- Born: 6 April 1892 Malmö, Sweden
- Died: 30 December 1970 (aged 78)
- Education: University of Washington, Lund University
- Known for: ecotype, genecology
- Awards: Darwin-Wallace Medal (Silver, 1958)
- Scientific career
- Fields: ecological genetics, plant evolution
- Workplaces: Swedish University of Agricultural Sciences

= Göte Turesson =

Swedish botanist (1892–1970)

Göte Wilhelm Turesson (6 April 1892 - 30 December 1970) was a Swedish evolutionary botanist who made significant contributions to ecological genetics, and coined the terms ecotype and agamospecies. He conducted extensive work to demonstrate that there is a genetic basis to the differentiation of plant populations. This work stood in sharp contrast to most researchers at the time, who believed that the differentiation of plant populations was due to phenotypic plasticity. Further, Turesson came to the conclusion that differentiation of plant populations was largely driven by natural selection. His work on locally adapted plant populations led him to coin the term "ecotype" in 1922.

==Life==
Turesson was born in Malmö to schoolmaster Jöns Turesson and wife Sofie née Nilsson.

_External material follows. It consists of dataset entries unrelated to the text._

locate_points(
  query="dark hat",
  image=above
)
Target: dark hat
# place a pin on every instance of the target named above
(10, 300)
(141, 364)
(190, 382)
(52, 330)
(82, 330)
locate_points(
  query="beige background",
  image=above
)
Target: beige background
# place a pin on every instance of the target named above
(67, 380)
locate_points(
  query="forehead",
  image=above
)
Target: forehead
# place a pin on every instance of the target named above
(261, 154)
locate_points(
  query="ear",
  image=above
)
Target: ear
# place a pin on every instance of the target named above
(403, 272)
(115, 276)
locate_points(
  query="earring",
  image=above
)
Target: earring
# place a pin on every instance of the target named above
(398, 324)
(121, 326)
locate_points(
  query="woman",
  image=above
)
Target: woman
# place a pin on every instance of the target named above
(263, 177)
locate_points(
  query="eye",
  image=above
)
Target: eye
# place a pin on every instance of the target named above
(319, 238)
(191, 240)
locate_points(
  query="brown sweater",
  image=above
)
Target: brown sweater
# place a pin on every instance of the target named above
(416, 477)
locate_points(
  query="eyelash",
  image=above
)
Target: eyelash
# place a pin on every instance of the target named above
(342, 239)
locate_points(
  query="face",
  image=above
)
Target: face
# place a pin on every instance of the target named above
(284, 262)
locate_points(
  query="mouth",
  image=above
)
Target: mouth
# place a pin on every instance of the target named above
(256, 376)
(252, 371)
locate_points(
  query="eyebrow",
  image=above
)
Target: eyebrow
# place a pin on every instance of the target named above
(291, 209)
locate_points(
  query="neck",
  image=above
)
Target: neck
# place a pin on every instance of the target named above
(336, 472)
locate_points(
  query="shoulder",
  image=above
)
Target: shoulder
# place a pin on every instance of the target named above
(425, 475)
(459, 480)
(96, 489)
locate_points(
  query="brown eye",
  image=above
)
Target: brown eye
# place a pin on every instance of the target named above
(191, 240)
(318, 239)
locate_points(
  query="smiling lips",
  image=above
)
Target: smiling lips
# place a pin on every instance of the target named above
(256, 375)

He completed his initial science studies in the United States at the University of Washington, obtaining his B.S. in 1914 and M.S. in 1915. He returned to Sweden, receiving his PhD from Lund University in 1923. He was a lecturer at Lund until 1927, eventually taking a position as professor of systematic botany and genetics at the Agricultural College at Ultuna outside Uppsala (since 1977 the main campus of the Swedish University of Agricultural Sciences), where he remained from 1935 to 1958.

==Awards==
Honorary member of the Botanical Society of Edinburgh 1934, Lund Botanical Society 1953, Genetics Society of Japan 1958 and the Mendelian Society in Lund 1960. Corresponding member of the Societas zoologica-botanica Fennica Vanamo 1945. He was elected member of the Royal Physiographic Society in Lund 1939, the Royal Swedish Academy of Agriculture and Forestry 1945, the Royal Society of Sciences in Uppsala 1945 and doctor honoris cause at Agricultural College upon his retirement in 1957. He was awarded the honorary medal of Christian X of Denmark. He was awarded the Linnean Society of London's prestigious Darwin-Wallace Medal in 1958.

==Legacy==
Turesson's ideas and findings have had a lasting effect on evolutionary biology of plants.
At the main campus of the Swedish University of Agricultural Sciences in Ultuna, one may still see a long row of birch trees of provenances ranging from Scania to Lappland, planted by Turesson. Spectacularly, bud burst in spring starts in the end of the southern provenances and proceeds 'northwards', while autumn leaf colouring and senescence starts in the northern provenances and proceeds 'southwards'. Thus, Turesson continues to remind SLU students that phenology has a genetic basis and that local adaption may be revealed in common garden experiments.

==Selected bibliography==
- Turesson, G. (1914). Slope exposure as a factor in the distribution of Pseudotsuga taxifolia in arid parts of Washington. Bulletin of the Torrey Botanical Club 41 (6): 337-345.
- Turesson, G. (1922a). The species and variety as ecological units. Hereditas 3: 100-113.
- Turesson, G. (1922b). The genotypical response of the plant species to the habitat. Hereditas 3: 211-350.
- Turesson, G. (1925). The plant species in relation to habitat and climate. Hereditas 6: 147-236.